N Korea ‘Behind’ Over Half of 2025’s $2.7bn Crypto Theft: Report

 

North Korea-linked hackers stole more than half of the over $2.7 billion taken in cryptocurrency hacks in 2025, as the country’s cyber operators increasingly targeted the operational infrastructure of major exchanges and outsourced the “cash-out” stage to a web of Chinese underground brokers, blockchain intelligence firm TRM Labs said.

TRM said the biggest losses in 2023–2025 were increasingly tied to “infrastructure attacks” such as hot-wallet and key compromises, multi-signature signer compromises and front-end or third-party takeovers, rather than smart-contract bugs or novel protocol exploits.

The shift reflects a move “upstream” from decentralized finance bridges toward centralized exchanges and custodial service providers, where single points of failure can yield nine-figure thefts, TRM said.

It attributed several marquee 2023 hacks, including Atomic Wallet, CoinsPaid, Alphapo, Stake.com and CoinEx, and subsequent centralized exchange “mega-heists” to North Korea, arguing the targeting is more susceptible to social engineering and web2 supply-chain abuse.

In 2021–2022, North Korea’s playbook focused on cross-chain bridges such as Ronin and Horizon by compromising centralized “trust points” like validators holding keys, TRM said.

By 2023, the focus widened to service providers, with initial access often gained via fake recruiters, LinkedIn credential theft or “coding tests” delivering malware that harvests developer credentials and cloud tokens.
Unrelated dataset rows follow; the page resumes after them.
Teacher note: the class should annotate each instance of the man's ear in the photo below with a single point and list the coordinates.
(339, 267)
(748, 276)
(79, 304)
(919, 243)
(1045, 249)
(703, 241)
TRM said it observed similar access pathways in the Bybit and DMM Bitcoin compromises, reinforcing what it calls a “code to custody” risk: compromised developer environments can become the shortest route to exchange-level keys and withdrawal authorization systems.

The most consequential evolution, TRM said, has been in laundering.

After sanctions designations against mixers such as Tornado Cash and later Sinbad, laundering “fragmented” into chain-hopping, bridges, gambling platforms, and rebranded services, before moving off-chain into what investigators describe as a “Chinese Laundromat” of OTC brokers, underground bankers and trade-based laundering intermediaries.

Stablecoins, especially USDT on Tron, have become a preferred intermediary for off-ramping, TRM said, with professional money-laundering organizations buying hacked crypto at a discount and settling off-chain in yuan, goods or payments to front companies.

For exchanges, TRM said, cyber defenses and anti-money-laundering controls are converging, requiring multi-chain monitoring and typology-based detection beyond static blocklists.